Tout l’enjeu pour les écoféministes est alors de sortir de ce dualisme moderne qui conduit à la domination et à l’exploitation des femmes et de la nature. S’il implique une déconstruction de la naturalisation des femmes, ce dépassement ne doit cependant pas se faire en tournant le dos à la nature. Mais pourquoi revenir à la nature et revendiquer un lien avec elle alors que les écoféministes s’attachent à dénoncer un tel lien ? Sortir de l’identification à la nature, dans une culture qui se définit tout entière par opposition à elle, ne passe pas, pour l’écoféminisme, par le rejet de la nature parce que ce serait réitérer le dualisme entre nature et culture que, précisément, elles dénoncent et, par là, tomber dans le même écueil que les féministes lorsqu’elles professent un antinaturalisme. Si l’émancipation de la femme ne passe pas, pour elles, par le rejet de tout ce qui nous rattache au biologique ou à la nature, c’est parce que la nature dont elles parlent n’est pas celle à laquelle les femmes ont été historiquement identifiées. Les écoféministes soutiennent, par conséquent, que le dépassement du dualisme moderne ne peut se faire qu’en défendant une autre conception de la nature et en se réappropriant « ce qui a été distribué du côté de la féminité puisque c’est par là que les femmes ont été identifiées à la nature » (p. 24). C’est en ce sens qu’il faut comprendre le titre donné au recueil : reclaim « signifie tout à la fois réhabiliter et se réapproprier quelque chose de détruit, de dévalorisé, le modifier comme être modifié par cette réappropriation » (p. 23) [4].

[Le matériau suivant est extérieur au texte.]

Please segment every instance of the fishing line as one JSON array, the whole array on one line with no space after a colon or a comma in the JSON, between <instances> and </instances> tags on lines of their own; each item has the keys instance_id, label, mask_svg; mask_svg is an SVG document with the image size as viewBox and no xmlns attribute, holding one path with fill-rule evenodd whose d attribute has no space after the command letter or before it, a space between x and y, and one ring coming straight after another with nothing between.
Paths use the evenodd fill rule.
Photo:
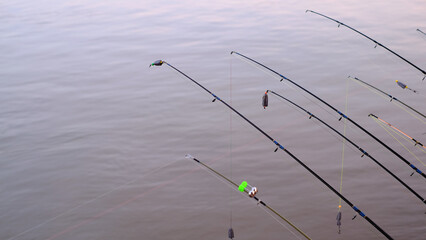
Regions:
<instances>
[{"instance_id":1,"label":"fishing line","mask_svg":"<svg viewBox=\"0 0 426 240\"><path fill-rule=\"evenodd\" d=\"M345 115L348 112L348 90L349 89L349 80L346 80L346 100L345 100ZM345 162L345 145L346 145L346 118L343 120L343 136L345 137L343 139L343 144L342 144L342 163L341 163L341 170L340 170L340 188L339 188L339 192L340 194L342 193L342 188L343 188L343 165ZM340 234L340 227L342 225L341 219L342 219L342 198L339 198L339 211L337 212L337 226L339 229L339 234Z\"/></svg>"},{"instance_id":2,"label":"fishing line","mask_svg":"<svg viewBox=\"0 0 426 240\"><path fill-rule=\"evenodd\" d=\"M417 28L417 31L426 36L426 33L424 33L422 30L420 30L420 29Z\"/></svg>"},{"instance_id":3,"label":"fishing line","mask_svg":"<svg viewBox=\"0 0 426 240\"><path fill-rule=\"evenodd\" d=\"M416 155L414 155L407 147L405 147L405 145L404 144L402 144L391 132L389 132L389 130L388 129L386 129L386 127L384 126L384 124L383 123L381 123L379 120L377 120L377 119L374 119L373 118L373 120L377 123L377 124L379 124L379 126L381 126L393 139L395 139L402 147L404 147L405 148L405 150L407 150L409 153L411 153L411 155L413 155L420 163L422 163L423 164L423 162L420 160L420 159L418 159L417 158L417 156ZM424 164L423 164L424 165Z\"/></svg>"},{"instance_id":4,"label":"fishing line","mask_svg":"<svg viewBox=\"0 0 426 240\"><path fill-rule=\"evenodd\" d=\"M356 84L358 84L358 85L362 86L363 88L365 88L365 89L367 89L367 90L371 91L372 93L376 94L377 96L379 96L379 97L383 98L384 100L388 100L388 98L387 98L387 97L385 97L385 96L383 96L383 95L381 95L379 91L377 91L377 90L375 90L375 89L373 89L373 88L371 88L371 87L368 87L367 85L362 84L362 83L361 83L361 82L359 82L359 81L356 81L356 79L354 79L354 78L353 78L353 77L351 77L351 76L348 76L348 78L349 78L350 80L354 81Z\"/></svg>"},{"instance_id":5,"label":"fishing line","mask_svg":"<svg viewBox=\"0 0 426 240\"><path fill-rule=\"evenodd\" d=\"M384 123L380 123L382 126L387 126L386 124L384 124ZM397 131L395 131L395 130L393 130L392 128L390 128L390 130L392 131L392 132L394 132L396 135L398 135L400 138L402 138L402 139L405 139L403 136L401 136ZM393 135L392 135L392 133L390 133L390 132L388 132L392 137L393 137ZM397 138L395 138L395 137L393 137L394 139L396 139L397 140ZM405 139L406 141L408 141L407 139ZM398 140L397 140L398 141ZM408 141L409 142L409 141ZM400 142L400 141L398 141L398 143L405 149L405 150L407 150L407 152L409 152L414 158L416 158L417 159L417 161L419 161L423 166L426 166L424 163L423 163L423 161L422 160L420 160L417 156L416 156L416 154L414 154L412 151L410 151L402 142Z\"/></svg>"},{"instance_id":6,"label":"fishing line","mask_svg":"<svg viewBox=\"0 0 426 240\"><path fill-rule=\"evenodd\" d=\"M137 178L132 179L132 180L130 180L130 181L128 181L128 182L126 182L126 183L124 183L124 184L121 184L120 186L118 186L118 187L116 187L116 188L113 188L113 189L111 189L111 190L109 190L109 191L107 191L107 192L105 192L105 193L102 193L102 194L100 194L100 195L98 195L98 196L96 196L96 197L94 197L94 198L92 198L92 199L90 199L90 200L88 200L88 201L86 201L86 202L83 202L83 203L81 203L81 204L79 204L79 205L77 205L77 206L75 206L75 207L73 207L73 208L71 208L71 209L69 209L69 210L67 210L67 211L65 211L65 212L63 212L63 213L61 213L61 214L59 214L59 215L56 215L55 217L52 217L52 218L50 218L50 219L48 219L48 220L46 220L46 221L44 221L44 222L42 222L42 223L40 223L40 224L38 224L38 225L34 226L34 227L31 227L31 228L29 228L29 229L27 229L27 230L25 230L25 231L23 231L23 232L21 232L21 233L19 233L19 234L15 235L14 237L8 238L7 240L13 240L13 239L16 239L16 238L17 238L17 237L19 237L19 236L22 236L22 235L24 235L24 234L26 234L26 233L29 233L29 232L31 232L31 231L33 231L33 230L36 230L36 229L38 229L38 228L40 228L40 227L42 227L42 226L44 226L44 225L46 225L46 224L48 224L48 223L50 223L50 222L53 222L54 220L56 220L56 219L58 219L58 218L60 218L60 217L62 217L62 216L64 216L64 215L66 215L66 214L68 214L68 213L73 212L74 210L77 210L77 209L79 209L79 208L81 208L81 207L83 207L83 206L86 206L86 205L87 205L87 204L89 204L89 203L95 202L95 201L96 201L96 200L98 200L98 199L101 199L101 198L103 198L103 197L105 197L105 196L107 196L107 195L109 195L109 194L111 194L111 193L113 193L113 192L115 192L115 191L117 191L117 190L120 190L120 189L122 189L123 187L125 187L125 186L127 186L127 185L130 185L130 184L132 184L132 183L135 183L136 181L140 180L141 178L144 178L144 177L150 176L150 175L151 175L151 174L153 174L153 173L156 173L156 172L158 172L158 171L160 171L160 170L163 170L164 168L166 168L166 167L168 167L168 166L170 166L170 165L172 165L172 164L174 164L174 163L176 163L176 162L178 162L178 161L181 161L181 160L182 160L182 159L180 158L180 159L174 160L174 161L172 161L172 162L170 162L170 163L167 163L167 164L165 164L165 165L164 165L164 166L162 166L162 167L159 167L159 168L157 168L157 169L154 169L154 170L148 171L146 174L144 174L144 175L143 175L143 176L141 176L141 177L137 177Z\"/></svg>"},{"instance_id":7,"label":"fishing line","mask_svg":"<svg viewBox=\"0 0 426 240\"><path fill-rule=\"evenodd\" d=\"M232 55L233 51L231 52ZM258 70L266 73L267 75L271 76L274 79L280 80L280 82L282 82L282 77L277 76L276 74L272 74L270 71L266 71L265 68L260 67L258 64L253 63L252 61L249 61L248 59L245 59L244 57L240 56L239 54L236 55L238 59L244 61L245 63L257 68ZM300 94L301 96L303 96L305 99L307 99L309 102L317 105L319 108L321 108L322 110L324 110L325 112L327 112L328 114L330 114L331 117L338 119L332 112L330 112L328 109L324 108L323 106L319 105L317 102L314 102L312 99L308 98L307 96L305 96L299 89L294 88L293 86L291 86L290 84L288 84L287 82L283 82L288 88L290 88L291 90L294 90L295 92L297 92L298 94Z\"/></svg>"},{"instance_id":8,"label":"fishing line","mask_svg":"<svg viewBox=\"0 0 426 240\"><path fill-rule=\"evenodd\" d=\"M229 102L232 105L232 57L229 57ZM229 110L229 172L232 179L232 111ZM232 190L229 192L229 229L228 238L234 238L234 229L232 228Z\"/></svg>"},{"instance_id":9,"label":"fishing line","mask_svg":"<svg viewBox=\"0 0 426 240\"><path fill-rule=\"evenodd\" d=\"M380 122L379 120L373 118L372 116L370 116L377 124L379 124L379 126L381 126L393 139L395 139L405 150L407 150L407 152L409 152L415 159L417 159L417 161L419 161L423 166L426 166L422 160L420 160L413 152L411 152L403 143L401 143L390 131L388 131L388 129L386 128L386 124ZM393 129L391 129L391 131L394 131ZM395 131L394 131L395 132ZM395 132L396 133L396 132ZM398 134L398 133L396 133ZM405 139L405 138L404 138Z\"/></svg>"},{"instance_id":10,"label":"fishing line","mask_svg":"<svg viewBox=\"0 0 426 240\"><path fill-rule=\"evenodd\" d=\"M393 150L392 148L390 148L388 145L386 145L383 141L381 141L380 139L378 139L376 136L374 136L372 133L370 133L369 131L367 131L365 128L363 128L362 126L360 126L357 122L355 122L354 120L352 120L351 118L349 118L348 116L346 116L345 114L343 114L342 112L340 112L339 110L337 110L335 107L333 107L332 105L330 105L328 102L324 101L323 99L321 99L320 97L318 97L317 95L313 94L312 92L310 92L309 90L305 89L304 87L300 86L299 84L297 84L296 82L294 82L293 80L285 77L284 75L278 73L277 71L267 67L266 65L257 62L256 60L253 60L247 56L242 55L241 53L232 51L232 53L235 53L237 55L240 55L241 57L246 58L247 60L250 60L262 67L264 67L265 69L268 69L269 71L275 73L276 75L282 77L282 80L286 80L290 83L292 83L293 85L297 86L298 88L302 89L303 91L305 91L306 93L310 94L312 97L316 98L317 100L319 100L320 102L322 102L323 104L325 104L327 107L331 108L332 110L334 110L336 113L338 113L340 115L339 120L341 120L342 118L346 118L348 119L349 122L351 122L353 125L355 125L356 127L358 127L360 130L362 130L365 134L369 135L370 137L372 137L374 140L376 140L378 143L380 143L383 147L385 147L387 150L389 150L391 153L393 153L395 156L397 156L401 161L403 161L405 164L407 164L410 168L412 168L415 172L417 172L418 174L420 174L422 177L426 178L426 174L423 173L420 169L418 169L416 166L414 166L413 164L411 164L407 159L405 159L403 156L401 156L399 153L397 153L395 150ZM155 64L155 63L153 63ZM210 91L209 91L210 92ZM272 140L272 138L271 138Z\"/></svg>"},{"instance_id":11,"label":"fishing line","mask_svg":"<svg viewBox=\"0 0 426 240\"><path fill-rule=\"evenodd\" d=\"M388 126L392 131L394 131L396 134L398 134L398 136L400 136L402 139L405 139L406 141L410 142L408 139L410 139L412 142L410 143L414 143L414 146L421 146L423 149L426 149L426 146L424 146L421 142L417 141L416 139L408 136L408 134L406 134L405 132L399 130L398 128L396 128L395 126L393 126L392 124L386 122L385 120L377 117L374 114L370 114L369 116L376 118L377 120L379 120L380 122L382 122L383 124L385 124L386 126ZM402 135L401 135L402 134ZM407 139L408 138L408 139ZM422 150L424 152L424 150L420 148L420 150Z\"/></svg>"},{"instance_id":12,"label":"fishing line","mask_svg":"<svg viewBox=\"0 0 426 240\"><path fill-rule=\"evenodd\" d=\"M383 126L387 126L387 127L389 127L387 124L385 124L385 123L382 123L383 124ZM408 140L403 134L401 134L401 133L399 133L398 131L396 131L395 129L392 129L392 128L390 128L390 130L391 131L393 131L396 135L398 135L401 139L404 139L407 143L410 143L410 144L412 144L413 142L412 141L410 141L410 140ZM425 146L420 146L419 144L414 144L414 147L416 147L416 148L418 148L420 151L422 151L423 153L426 153L426 151L424 150L424 147ZM423 162L422 162L423 163ZM425 165L424 163L423 163L423 165Z\"/></svg>"},{"instance_id":13,"label":"fishing line","mask_svg":"<svg viewBox=\"0 0 426 240\"><path fill-rule=\"evenodd\" d=\"M238 185L233 182L231 179L227 178L226 176L222 175L221 173L217 172L216 170L214 170L213 168L209 167L208 165L204 164L203 162L201 162L200 160L198 160L197 158L194 158L193 156L191 156L190 154L187 154L185 156L185 158L188 159L192 159L195 162L199 163L200 165L197 164L198 167L200 167L201 169L205 170L206 172L208 172L210 175L214 176L216 179L218 179L219 181L223 182L226 184L226 186L230 187L231 189L239 192L240 194L242 194L243 196L247 197L247 191L244 190L243 192L238 191ZM288 223L290 226L292 226L295 230L297 230L300 234L302 234L305 238L307 239L311 239L308 237L308 235L306 235L306 233L304 233L302 230L300 230L298 227L296 227L292 222L290 222L290 220L288 220L287 218L283 217L281 214L279 214L278 212L276 212L273 208L271 208L269 205L267 205L264 201L258 199L257 197L253 197L254 200L257 201L257 206L259 206L261 209L262 206L266 207L268 210L272 211L273 213L275 213L275 215L279 216L282 220L284 220L286 223ZM296 233L294 233L292 230L290 230L286 225L284 225L279 219L277 219L274 215L272 215L270 212L268 212L266 209L263 209L266 213L268 213L276 222L278 222L281 226L285 227L290 233L292 233L297 239L300 239Z\"/></svg>"},{"instance_id":14,"label":"fishing line","mask_svg":"<svg viewBox=\"0 0 426 240\"><path fill-rule=\"evenodd\" d=\"M387 232L385 232L379 225L377 225L371 218L369 218L367 215L365 215L358 207L356 207L355 205L353 205L353 203L351 203L347 198L345 198L342 194L340 194L336 189L334 189L328 182L326 182L322 177L320 177L315 171L313 171L311 168L309 168L305 163L303 163L299 158L297 158L295 155L293 155L289 150L287 150L286 148L284 148L284 146L282 146L278 141L276 141L274 138L272 138L270 135L268 135L266 132L264 132L262 129L260 129L257 125L255 125L253 122L251 122L249 119L247 119L244 115L242 115L240 112L238 112L237 110L235 110L232 106L230 106L228 103L226 103L224 100L222 100L220 97L218 97L217 95L215 95L213 92L211 92L210 90L208 90L207 88L205 88L203 85L201 85L200 83L198 83L197 81L195 81L194 79L192 79L191 77L189 77L188 75L186 75L185 73L183 73L182 71L180 71L179 69L177 69L176 67L172 66L170 63L162 61L162 60L157 60L154 63L152 63L150 66L161 66L161 65L167 65L168 67L170 67L172 70L175 70L176 72L181 73L183 76L185 76L188 80L192 81L194 84L196 84L197 86L199 86L200 88L204 89L207 93L209 93L209 95L213 96L213 100L212 102L215 102L216 100L218 100L219 102L221 102L222 104L224 104L226 107L232 109L232 111L234 111L234 113L236 113L238 116L240 116L241 118L243 118L247 123L249 123L252 127L256 128L260 133L262 133L266 138L268 138L271 142L274 143L274 145L276 146L275 152L278 149L281 149L283 152L285 152L287 155L289 155L293 160L295 160L296 162L298 162L303 168L305 168L310 174L312 174L315 178L317 178L319 181L321 181L324 185L326 185L329 190L331 190L332 192L334 192L336 195L338 195L339 197L342 198L343 201L345 201L346 204L348 204L355 212L357 212L363 219L365 219L366 221L368 221L372 226L374 226L377 231L379 231L381 234L383 234L383 236L385 236L387 239L393 239ZM284 77L284 76L283 76ZM290 81L289 79L286 78L286 80ZM346 116L345 116L346 117Z\"/></svg>"},{"instance_id":15,"label":"fishing line","mask_svg":"<svg viewBox=\"0 0 426 240\"><path fill-rule=\"evenodd\" d=\"M406 141L408 141L408 139L410 139L412 142L410 142L410 141L408 141L408 142L410 142L410 143L414 143L414 146L421 147L421 148L419 148L419 149L420 149L420 150L422 150L423 152L424 152L424 150L423 150L423 149L426 149L426 146L424 146L421 142L419 142L419 141L417 141L416 139L414 139L414 138L410 137L408 134L406 134L405 132L403 132L403 131L399 130L398 128L396 128L396 127L395 127L395 126L393 126L392 124L390 124L390 123L386 122L385 120L383 120L383 119L381 119L381 118L377 117L376 115L374 115L374 114L372 114L372 113L370 113L368 116L369 116L369 117L374 117L374 118L376 118L377 120L379 120L380 122L382 122L383 124L385 124L387 127L389 127L392 131L394 131L394 132L395 132L398 136L400 136L402 139L404 139L404 140L406 140ZM422 148L423 148L423 149L422 149Z\"/></svg>"}]
</instances>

Dans la perspective de cette réappropriation, les écoféministes considèrent qu’il est primordial d’encourager les femmes à aimer et à redécouvrir leurs corps contre la haine de soi encouragée par la culture patriarcale, à ne pas dénigrer ses menstruations ou son pouvoir de donner la vie. Pour Carol P. Christ (p. 83), la (re)découverte du culte pré-indoeuropéen de la Déesse [5] permet justement de relier les femmes avec un passé non patriarcal dans lequel elles étaient les égales des hommes, et de réaffirmer l’importance du corps féminin, ses cycles comme ses processus, notamment grâce aux rituels centrés autour de la Déesse [6]. Pour dépasser le dualisme moderne, il est nécessaire, pour les écoféministes, de concevoir les humains comme faisant partie de la nature, avec laquelle ils ont des relations d’interdépendance.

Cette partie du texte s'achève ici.